Bennett argued this will be a tax shift and will increase the burden on other taxpayers during the abatement years.

“It’s a tax shift for people building expensive homes,” he said.

However, proponents argue the abatement sacrifices five years of taxes as an incentive to boost the long-term tax capacity as the average homes stays on the tax rolls at least 40 to 50 years.

Board Chair Polly Glynn, who voted yes, called the incentive another tool to help boost new construction.

“They’re no worse off than they are right now, but in five years they will increase that tax capacity,” she said.

The abatement is an incentive brought forward by a city of Austin housing committee tasked with seeking ways to address a shortage of workforce housing in Austin. After getting City Council support, the committee sought similar agreements from the school district and county.

In four years, Austin will need another 300 rental units and 118 single family or townhouse units, according to City Administrator Craig Clark. But 2015 only saw six new homes built in Austin with an average of 10 new homes each year over the last six years.

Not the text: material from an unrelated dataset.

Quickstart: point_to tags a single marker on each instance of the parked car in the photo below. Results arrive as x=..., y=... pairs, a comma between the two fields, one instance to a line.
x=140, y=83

Similar tax abatements have shown promise in other communities. Mower County based its abatement on one from Nobles County, which includes Worthington. It approved an abatement a few years ago and has reported 50 new homes built in recent years, according to Mower County Coordinator Craig Oscarson.

“It not only brings in people who live in their community, shop in their community, hopefully, but pay property taxes in their community and long term, it increases your tax base,” he said. “Short term, of course not.”

Clark admits it can be hard to tell whether new construction will be spurred by the abatement or just improvements in the economy and other factors. But he added the abatement by the city of Austin, Mower County and Austin Public Schools is a sort of pilot project, so the three entities can evaluate the plan after the three-year period to gauge how it worked.

“We can reevaluate and see if it was productive and ask some of those questions and reevaluate,” Clark said. “But right now, we need more housing. If you want to get more, incentivize it.”

Clark said the city could discuss ways to spur improvements to dilapidated housing too, but it’s more difficult to equate such improvements into new tax capacity.

Commissioners Mike Ankeny, Tim Gabrielson and Glynn agreed there could be opportunities to look at blighted properties in the future, but they called that another discussion that will require more research.

“This is basically to get this portion of this started,” Gabrielson said. “But it’s going to be a work in progress, because if there’s more ways we can tweak this to adapt to the needs of our people, that’s for everybody, but at least this gets us started.”

The plan could reach other Mower cities too. Glynn and other commissioners reached out to small town and township leaders to tell them about the abatement, adding small towns and townships could follow suit. She reported leaders in those towns were receptive to the idea and would consider similar abatements if projects came forward, though it would likely be on an application by application basis.

The Mower County board capped the annual amount of taxes abated at 5 percent of net tax capacity. The home builder/owner would still pay street assessments and solid waste service (recycling) charges.